Infiltration-induced landslides are major natural hazards. When they occur along highways they can impede traffic, damage infrastructure, and threaten public safety. This paper presents a case study of an active landslide on an embankment of Interstate-70 west of the Eisenhower Tunnel in central Colorado, USA. Records indicate that the hillslope under I-70 has moved episodically over the previous 40years. In the previous two decades the road surface has been displaced vertically by more than 60cm. The objective of this work is to develop a conceptual model capable of quantifying the seasonally reactivated landslide movement at the site. Inclinometer data of subsurface deformation and geologic and hydrologic mapping are used to develop the conceptual model as well as to constrain a numerical model. A two-dimensional hydro-mechanical numerical model is used to test the conceptual model under three different infiltration rates during the period of snowmelt in the spring. The framework used in the numerical model accounts for the major physical processes driving instability of the slope: time-dependent variably saturated flow, the resultant changes in stress, and induced deformation.
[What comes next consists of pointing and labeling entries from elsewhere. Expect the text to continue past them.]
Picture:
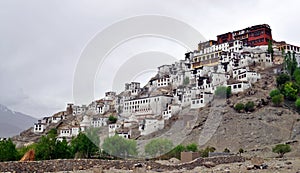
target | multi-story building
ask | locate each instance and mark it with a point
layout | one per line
(149, 105)
(252, 36)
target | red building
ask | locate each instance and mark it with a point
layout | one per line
(252, 36)
(224, 38)
(259, 35)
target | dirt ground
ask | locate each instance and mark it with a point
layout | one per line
(275, 165)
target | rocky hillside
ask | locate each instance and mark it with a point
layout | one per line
(257, 131)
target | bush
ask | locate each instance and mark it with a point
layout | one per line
(274, 92)
(222, 92)
(249, 106)
(277, 100)
(226, 150)
(206, 151)
(112, 119)
(297, 103)
(282, 79)
(176, 152)
(8, 151)
(239, 106)
(241, 150)
(290, 91)
(228, 92)
(281, 149)
(192, 147)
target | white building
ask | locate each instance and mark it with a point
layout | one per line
(99, 121)
(172, 109)
(237, 87)
(39, 127)
(248, 76)
(150, 125)
(200, 100)
(112, 128)
(85, 123)
(79, 109)
(124, 132)
(150, 105)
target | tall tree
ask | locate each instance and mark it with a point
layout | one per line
(281, 149)
(83, 147)
(270, 49)
(8, 151)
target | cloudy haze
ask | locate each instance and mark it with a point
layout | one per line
(41, 41)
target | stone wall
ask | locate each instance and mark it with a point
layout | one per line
(84, 164)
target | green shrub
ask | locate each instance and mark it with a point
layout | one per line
(297, 103)
(274, 92)
(281, 149)
(239, 106)
(112, 119)
(282, 79)
(277, 100)
(226, 150)
(192, 147)
(249, 106)
(206, 151)
(290, 91)
(221, 92)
When the snowmelt water infiltrates into the slope, the soil water content and the water-table level vary accordingly. These time-dependent variations result in changes in soil matric suction, effective stress, and consequently change in slope stability. The model calculates pore-water pressures, suction stress, and the distribution of effective stress in the embankment slope at different times. Global factors of safety as a function of time are calculated along the predetermined sliding surface using effective stresses calculated with finite elements. The slope stability assessment quantitatively confirms the conceptual model and is consistent with the displacements monitored at the site during the years of 2007–2009. It is shown that annual snowmelt infiltration of 60–100cm of water can reduce the factor of safety by 6%, enough to sustain landslide movement for as long as 8months each year.